Monday, June 17, 2013

Dusting Off

I owe lots and lots of time to the blog.  Thus, while munching on a sandwich that contains nearly everything in the fridge that looked edible, I'll see what I can manage to type out.

I will not attempt to regale you with the past however many months I've been absent from the cyber world.  Illnesses, death, misunderstandings, and disagreements are not much of anything I want to recount at the moment.

One new thing!  We tried once again to get a saltwater tank going.  Once again, we failed.  That's ok.  I still cry over my goldfish when they die, I don't think I could handle balancing the lives of all those gorgeous little fish and starfish and corals and horseshoe crabs.  Yes, I get attached.  Anyway, since that fell though, I'm now trying my hand at playing the cello.  If you are of the people who know me in person, you know I am lacking in the rhythm department.  And apparently I'm not so good at hearing tones as I thought I was.  But I'm still enjoying this adventure.  Learning lots.  Realizing more.  Yes, I'm trying to pick up an instrument as an adult!  Yes, I'm learning via book and YouTube!  Yes, I know none of this is ideal, but I think that's what's adding to the fun.

The place where I got my cello is the only shop that didn't tell me my plan was crazy and try to persuade me to start with a smaller instrument.  Oddly, they're as excited an I am to see if I can pull this off.  It was an interesting conversation and lively introduction to the world of strings.

I can't quite get past the death grip on the bow.  I'll start out with the relaxed hold and strokes, but I'm choking the life out of the bow after a few draws.  I'm kind of cheating on finding the notes.  Colt found an awesome tuner that lights up all pretty when I find the right note, then I mark said note with tape on the fingerboard.  It is very different from the piano.  My pinky needs to bulk up a bit.  That's going to take time. 

Practice time is usually when I'm alone.  It isn't pretty just yet.  But I can say I'm progressing.  I played and played and played one day until my fingers went numb trying to conquer Ode to Joy to no avail.  I left the cello set up in hopes of regaining feeling in my fingers so I could try again.  I wasn't discouraged at that point.  Then, Colt came home from work, picked up the cello for maybe the third time, and nailed Ode to Joy.  I was happy to hear it come from the cello, but at the same time I was a little put out that he could play so easily.  There's that thing I have about people with musical talent.  I won't call it a grudge.  It's straight up envy.  I guess Colt caught my ice daggers.  He promised to never play the cello until I'm at a more advanced stage.  I've come home to find it has been used several times now.  I haven't said anything, but I'm sure he's mastered even more songs by now.
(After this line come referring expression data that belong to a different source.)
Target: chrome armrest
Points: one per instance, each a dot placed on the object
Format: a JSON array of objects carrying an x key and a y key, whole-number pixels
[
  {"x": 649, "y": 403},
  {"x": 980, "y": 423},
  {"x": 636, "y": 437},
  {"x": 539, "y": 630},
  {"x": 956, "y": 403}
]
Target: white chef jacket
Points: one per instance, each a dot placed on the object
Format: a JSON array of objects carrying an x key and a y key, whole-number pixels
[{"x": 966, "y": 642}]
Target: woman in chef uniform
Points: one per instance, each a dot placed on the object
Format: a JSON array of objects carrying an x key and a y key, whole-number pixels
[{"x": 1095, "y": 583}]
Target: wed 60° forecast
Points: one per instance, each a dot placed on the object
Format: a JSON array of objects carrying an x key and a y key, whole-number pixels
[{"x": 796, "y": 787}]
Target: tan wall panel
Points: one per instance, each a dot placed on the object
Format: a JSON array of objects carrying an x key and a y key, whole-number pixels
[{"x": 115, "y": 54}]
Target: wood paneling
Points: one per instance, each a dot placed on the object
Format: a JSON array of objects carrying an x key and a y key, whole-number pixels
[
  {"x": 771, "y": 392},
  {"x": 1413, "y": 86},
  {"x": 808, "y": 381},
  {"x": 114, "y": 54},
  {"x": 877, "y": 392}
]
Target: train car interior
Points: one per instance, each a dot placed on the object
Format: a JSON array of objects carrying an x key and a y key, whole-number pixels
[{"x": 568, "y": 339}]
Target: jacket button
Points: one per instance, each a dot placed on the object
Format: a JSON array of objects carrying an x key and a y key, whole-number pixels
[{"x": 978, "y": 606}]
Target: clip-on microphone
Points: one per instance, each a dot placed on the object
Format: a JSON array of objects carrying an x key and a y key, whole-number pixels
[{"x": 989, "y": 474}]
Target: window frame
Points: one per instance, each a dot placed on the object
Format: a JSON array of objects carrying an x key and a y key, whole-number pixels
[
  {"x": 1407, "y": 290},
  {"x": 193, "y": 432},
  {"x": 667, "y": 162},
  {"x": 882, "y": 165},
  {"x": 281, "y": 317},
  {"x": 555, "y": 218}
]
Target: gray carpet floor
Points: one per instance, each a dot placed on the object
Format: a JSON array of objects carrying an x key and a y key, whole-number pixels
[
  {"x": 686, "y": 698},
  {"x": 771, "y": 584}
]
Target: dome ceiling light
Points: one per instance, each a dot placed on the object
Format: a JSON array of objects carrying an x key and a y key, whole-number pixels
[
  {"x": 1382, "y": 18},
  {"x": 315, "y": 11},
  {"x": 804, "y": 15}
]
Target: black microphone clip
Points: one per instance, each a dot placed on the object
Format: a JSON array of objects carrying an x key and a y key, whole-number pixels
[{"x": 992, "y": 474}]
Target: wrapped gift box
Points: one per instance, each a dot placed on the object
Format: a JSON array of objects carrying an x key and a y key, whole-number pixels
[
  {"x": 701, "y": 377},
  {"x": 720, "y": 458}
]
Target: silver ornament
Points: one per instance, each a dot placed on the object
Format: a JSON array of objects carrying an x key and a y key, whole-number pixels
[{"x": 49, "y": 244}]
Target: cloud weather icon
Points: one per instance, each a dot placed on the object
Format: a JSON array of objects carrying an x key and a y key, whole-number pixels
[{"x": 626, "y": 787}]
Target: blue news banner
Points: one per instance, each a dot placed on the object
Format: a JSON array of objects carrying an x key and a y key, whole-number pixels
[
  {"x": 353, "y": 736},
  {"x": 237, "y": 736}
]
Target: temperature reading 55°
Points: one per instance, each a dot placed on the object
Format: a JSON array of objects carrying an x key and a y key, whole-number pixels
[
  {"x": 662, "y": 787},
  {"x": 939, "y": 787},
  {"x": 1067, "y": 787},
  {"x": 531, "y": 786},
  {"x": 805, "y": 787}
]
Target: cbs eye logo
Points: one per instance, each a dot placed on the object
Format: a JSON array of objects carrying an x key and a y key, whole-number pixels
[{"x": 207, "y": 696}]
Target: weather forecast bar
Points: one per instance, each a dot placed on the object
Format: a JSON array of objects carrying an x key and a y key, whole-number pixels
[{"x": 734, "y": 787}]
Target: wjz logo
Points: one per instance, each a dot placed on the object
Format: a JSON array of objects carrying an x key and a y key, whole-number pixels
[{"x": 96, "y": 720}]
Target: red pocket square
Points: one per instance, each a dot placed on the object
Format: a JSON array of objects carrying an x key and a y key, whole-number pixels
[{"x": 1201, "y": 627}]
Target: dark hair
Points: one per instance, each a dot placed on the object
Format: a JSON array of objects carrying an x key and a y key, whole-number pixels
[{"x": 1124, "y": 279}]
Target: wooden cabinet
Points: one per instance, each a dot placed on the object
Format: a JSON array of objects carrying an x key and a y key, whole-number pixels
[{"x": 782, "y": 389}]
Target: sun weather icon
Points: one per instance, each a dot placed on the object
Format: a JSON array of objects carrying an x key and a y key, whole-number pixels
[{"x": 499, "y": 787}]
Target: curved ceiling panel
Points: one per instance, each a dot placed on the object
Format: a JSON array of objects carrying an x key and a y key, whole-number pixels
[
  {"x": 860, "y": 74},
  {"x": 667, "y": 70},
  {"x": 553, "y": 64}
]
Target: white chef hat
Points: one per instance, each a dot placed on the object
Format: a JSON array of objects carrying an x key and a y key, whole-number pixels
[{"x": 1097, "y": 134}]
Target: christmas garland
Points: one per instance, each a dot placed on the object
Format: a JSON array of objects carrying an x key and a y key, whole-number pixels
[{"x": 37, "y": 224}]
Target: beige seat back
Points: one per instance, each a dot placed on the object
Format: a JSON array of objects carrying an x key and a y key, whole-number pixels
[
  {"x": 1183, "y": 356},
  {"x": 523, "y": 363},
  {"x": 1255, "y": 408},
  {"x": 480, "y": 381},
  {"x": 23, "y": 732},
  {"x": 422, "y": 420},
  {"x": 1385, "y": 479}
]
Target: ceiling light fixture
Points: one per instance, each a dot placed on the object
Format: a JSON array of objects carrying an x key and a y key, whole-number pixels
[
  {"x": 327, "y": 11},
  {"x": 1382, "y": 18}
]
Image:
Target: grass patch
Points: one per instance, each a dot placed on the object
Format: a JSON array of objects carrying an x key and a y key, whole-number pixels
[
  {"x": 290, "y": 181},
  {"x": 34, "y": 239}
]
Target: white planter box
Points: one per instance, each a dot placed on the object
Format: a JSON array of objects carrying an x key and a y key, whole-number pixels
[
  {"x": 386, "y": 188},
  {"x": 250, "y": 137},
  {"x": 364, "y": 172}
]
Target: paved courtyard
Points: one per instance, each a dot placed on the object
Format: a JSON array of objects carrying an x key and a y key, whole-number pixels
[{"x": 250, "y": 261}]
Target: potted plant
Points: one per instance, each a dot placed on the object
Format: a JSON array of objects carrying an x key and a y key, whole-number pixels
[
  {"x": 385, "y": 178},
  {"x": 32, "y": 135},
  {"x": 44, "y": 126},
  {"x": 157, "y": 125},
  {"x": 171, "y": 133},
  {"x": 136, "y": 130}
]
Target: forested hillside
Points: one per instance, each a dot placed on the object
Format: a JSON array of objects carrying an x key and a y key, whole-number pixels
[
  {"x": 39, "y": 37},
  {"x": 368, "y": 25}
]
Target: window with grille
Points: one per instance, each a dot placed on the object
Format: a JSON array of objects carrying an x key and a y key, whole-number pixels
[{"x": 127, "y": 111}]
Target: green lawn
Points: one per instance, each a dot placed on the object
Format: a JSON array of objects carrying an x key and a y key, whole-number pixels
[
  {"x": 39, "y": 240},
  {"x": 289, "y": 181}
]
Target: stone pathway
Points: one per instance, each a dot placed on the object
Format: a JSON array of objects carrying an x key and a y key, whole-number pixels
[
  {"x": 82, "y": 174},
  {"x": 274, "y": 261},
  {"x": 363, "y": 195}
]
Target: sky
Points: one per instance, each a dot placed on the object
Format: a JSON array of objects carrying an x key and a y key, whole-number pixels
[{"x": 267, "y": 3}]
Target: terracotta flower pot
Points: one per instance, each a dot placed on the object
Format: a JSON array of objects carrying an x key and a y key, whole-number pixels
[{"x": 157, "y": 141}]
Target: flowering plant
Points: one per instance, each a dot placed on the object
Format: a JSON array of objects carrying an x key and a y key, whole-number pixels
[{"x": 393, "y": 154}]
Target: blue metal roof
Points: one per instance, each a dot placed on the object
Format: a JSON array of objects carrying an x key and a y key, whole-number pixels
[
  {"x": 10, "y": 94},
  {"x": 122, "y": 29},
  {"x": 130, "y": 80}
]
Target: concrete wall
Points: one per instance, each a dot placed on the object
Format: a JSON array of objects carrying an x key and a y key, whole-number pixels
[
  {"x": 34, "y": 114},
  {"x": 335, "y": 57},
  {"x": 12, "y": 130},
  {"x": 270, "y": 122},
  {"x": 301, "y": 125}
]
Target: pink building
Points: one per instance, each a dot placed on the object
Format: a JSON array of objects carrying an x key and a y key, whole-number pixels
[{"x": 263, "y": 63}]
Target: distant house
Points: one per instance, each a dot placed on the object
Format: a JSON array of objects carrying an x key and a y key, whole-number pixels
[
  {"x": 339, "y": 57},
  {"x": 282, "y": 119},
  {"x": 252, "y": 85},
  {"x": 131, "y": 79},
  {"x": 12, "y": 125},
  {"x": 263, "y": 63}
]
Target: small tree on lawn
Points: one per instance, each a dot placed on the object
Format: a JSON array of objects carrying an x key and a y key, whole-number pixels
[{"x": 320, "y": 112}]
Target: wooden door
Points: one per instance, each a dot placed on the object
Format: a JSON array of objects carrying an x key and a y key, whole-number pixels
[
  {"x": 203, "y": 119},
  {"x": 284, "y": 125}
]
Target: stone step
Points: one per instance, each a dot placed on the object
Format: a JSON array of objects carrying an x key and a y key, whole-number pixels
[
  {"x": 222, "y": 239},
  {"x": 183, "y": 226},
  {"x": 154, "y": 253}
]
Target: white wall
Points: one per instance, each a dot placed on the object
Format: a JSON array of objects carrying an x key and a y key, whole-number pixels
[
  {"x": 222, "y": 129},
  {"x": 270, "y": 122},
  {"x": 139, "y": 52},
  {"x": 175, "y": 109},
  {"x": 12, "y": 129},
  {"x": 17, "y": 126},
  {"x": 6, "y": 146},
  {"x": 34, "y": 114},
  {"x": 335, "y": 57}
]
The tort is back outside today after being under house arrest for a few days.  Something has been hanging around in our back yard, digging holes and tearing stuff up.  Of course, it comes at night and I am yet to catch it.  I'm guessing it's an armadillo or skunk.  I wouldn't mind the armadillo so much, but a skunk would make me uneasy.  Besides the likelihood of it eating the tort, there's also the worry of rabies and getting skunked.  I've moved things around and haven't seen anything that hints at an intruder lately, so Tiff is back in her roaming pen.  I check up on her more often than I used to, but that's ok.  She's fun to watch.

I've worked some in my notebooks as of late.  I'm getting protective of my writings again, hiding them away and keeping them to myself.  No idea why, but I fallen back to that.  WIPs have changed, progressed, digressed, and new ones have begun to form in my head.  I'm not sure I'll let this one stick around.  It's darker than I like.  But that might just be me after these past few months.  I don't even know this guy's name yet.  Only that he's a quiet wanderer, a vagabond in search of his own placement.  There is something he fears, but he hasn't met it as of yet.   I haven't even let him into any of the notebooks.  I guess I can wait and see if he stays or moves on.  He isn't giving me much to go on.